Ejection Fraction and Aortic Valve Gradient in TAVR
What are the effects of left ventricular ejection fraction (LVEF) and aortic valve gradients (AVGs) on outcomes following transcatheter aortic valve replacement (TAVR)?
This study examined data from 11,292 patients treated with TAVR and enrolled in a national registry, and compared mortality and heart failure at 1 year in patients stratified by LVEF and high (≥40 mm Hg) versus low mean AVG.
During follow-up, decreased LVEF and low AVG at baseline were both associated with increased mortality and recurrent heart failure. On multivariable analysis, low baseline AVG was associated with increased mortality (hazard ratio [HR], 1.2; 95% confidence interval [CI], 1.1-1.3; p < 0.001) and increased recurrent heart failure (HR, 1.5; 95% CI, 1.4-1.7; p < 0.001), although reduced LVEF was not independently associated with either adverse event.
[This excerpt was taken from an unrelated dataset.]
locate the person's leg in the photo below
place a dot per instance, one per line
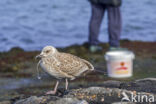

In patients treated with TAVR, a low baseline AVG identifies patients at increased risk of mortality and recurrent heart failure.
Low-flow, low-gradient severe aortic stenosis has gained increased attention over the past few years, and patients with this hemodynamic profile appear to have a worse prognosis than individuals with high-gradient severe aortic stenosis. This large study finds that a low mean AVG—but not low EF—is an important predictor of increased risk of mortality and recurrent heart failure. These results are consistent with prior literature in TAVR and surgical AVR. A key goal in treatment of severe aortic stenosis is to improve our identification of patients most likely to benefit from valve replacement. While these findings should not prevent us from intervening on patients with low AVG, it helps us improve our understanding of the risks and potential outcomes following TAVR.